The Doodle demonstrates the Google logo on a blue banner on which an animated Philippine flag is appeared at the breeze. The foundation shows clouds and the sky.
On the official Doodle page on Google, a short expound up on Independence Day shows up alongside an Independence Day welcoming in Filipino toward the end. We’ve reposted it here:
“On this day in 1898, the Philippines, an archipelago of in excess of 7,000 islands in the western Pacific Ocean named after Spanish King Philip II, announced freedom from Spain after over 300 years of frontier rule. The present Doodle salutes Philippines Independence Day, celebrated over the islands and in Filipino people group everywhere throughout the world.
A commemorative ceremony happens every year in Kawit, in the region of Cavite, where the Declaration of Independence was first read by Ambrosio Rianzares Bautista at the home of General Emilio Aguinaldo, presently known as the Aguinaldo Shrine. Other than the public reading of this notable archive—in the first Spanish just as in Tagalog – the first flag raising is reenacted.
The flag itself is a powerful symbol of the independence movement: blue speaking to truth and equity, red symbolizing enthusiasm, and white representing equity. The stars at the flag’s corners speak to Luzon, Visayas, and Mindanao, the three primary districts of the Philippines. The eight beams encompassing the sun represent the initial eight areas that struggled against Spain.
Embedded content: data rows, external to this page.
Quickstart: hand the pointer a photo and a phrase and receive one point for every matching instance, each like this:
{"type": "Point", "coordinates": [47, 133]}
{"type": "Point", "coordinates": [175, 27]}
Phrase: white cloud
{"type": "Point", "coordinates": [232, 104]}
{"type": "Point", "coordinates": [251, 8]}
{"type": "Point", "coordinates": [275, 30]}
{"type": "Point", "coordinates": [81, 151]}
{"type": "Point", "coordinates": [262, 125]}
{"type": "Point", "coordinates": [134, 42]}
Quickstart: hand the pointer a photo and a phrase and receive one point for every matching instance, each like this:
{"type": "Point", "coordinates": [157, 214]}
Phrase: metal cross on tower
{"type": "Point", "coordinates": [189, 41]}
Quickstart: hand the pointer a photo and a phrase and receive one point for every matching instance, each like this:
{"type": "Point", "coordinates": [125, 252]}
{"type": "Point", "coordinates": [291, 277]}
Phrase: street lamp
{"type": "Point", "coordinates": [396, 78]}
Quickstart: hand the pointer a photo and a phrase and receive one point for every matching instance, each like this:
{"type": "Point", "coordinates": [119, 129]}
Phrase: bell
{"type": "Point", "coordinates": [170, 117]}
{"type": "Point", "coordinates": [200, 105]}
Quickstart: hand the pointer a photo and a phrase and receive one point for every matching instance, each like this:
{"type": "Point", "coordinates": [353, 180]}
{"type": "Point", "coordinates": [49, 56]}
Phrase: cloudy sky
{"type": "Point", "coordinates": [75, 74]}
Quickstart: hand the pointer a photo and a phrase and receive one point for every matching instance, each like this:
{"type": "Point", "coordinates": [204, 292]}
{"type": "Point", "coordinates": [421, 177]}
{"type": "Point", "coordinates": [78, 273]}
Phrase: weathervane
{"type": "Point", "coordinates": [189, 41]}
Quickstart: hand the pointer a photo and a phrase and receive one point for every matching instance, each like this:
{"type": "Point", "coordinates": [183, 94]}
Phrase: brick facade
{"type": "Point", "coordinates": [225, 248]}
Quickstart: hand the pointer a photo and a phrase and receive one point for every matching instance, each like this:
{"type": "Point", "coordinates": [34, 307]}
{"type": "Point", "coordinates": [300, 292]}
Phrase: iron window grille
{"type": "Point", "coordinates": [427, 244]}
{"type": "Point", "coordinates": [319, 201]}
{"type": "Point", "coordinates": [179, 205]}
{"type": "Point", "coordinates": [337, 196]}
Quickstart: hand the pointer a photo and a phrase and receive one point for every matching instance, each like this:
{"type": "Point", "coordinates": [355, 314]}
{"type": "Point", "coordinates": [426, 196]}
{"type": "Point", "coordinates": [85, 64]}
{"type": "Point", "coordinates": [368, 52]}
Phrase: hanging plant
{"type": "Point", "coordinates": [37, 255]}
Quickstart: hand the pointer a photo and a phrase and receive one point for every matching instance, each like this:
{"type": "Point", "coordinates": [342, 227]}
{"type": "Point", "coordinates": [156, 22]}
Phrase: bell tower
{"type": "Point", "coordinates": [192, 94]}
Independence Day is set apart by happy motorcades across the country, including a police and military procession in the capital city of Manila that finishes with a speech by the president, followed by a 21-gun salute. Families and friends take advantage of this day off from work and school to enjoy quality time together, this year to celebrate this country’s 121 years of independence.
John Caskinski lives in America. His mother is house-wife and his father is a cartoonist. After high school, John attended college where he attended childhood education and child psychology. After college, they worked with special needs children in schools. He had always been interested in what he had decided to go to the publication before becoming a writer. More than that, he published a number of news articles as a freelance writer on Datacauslaub.com.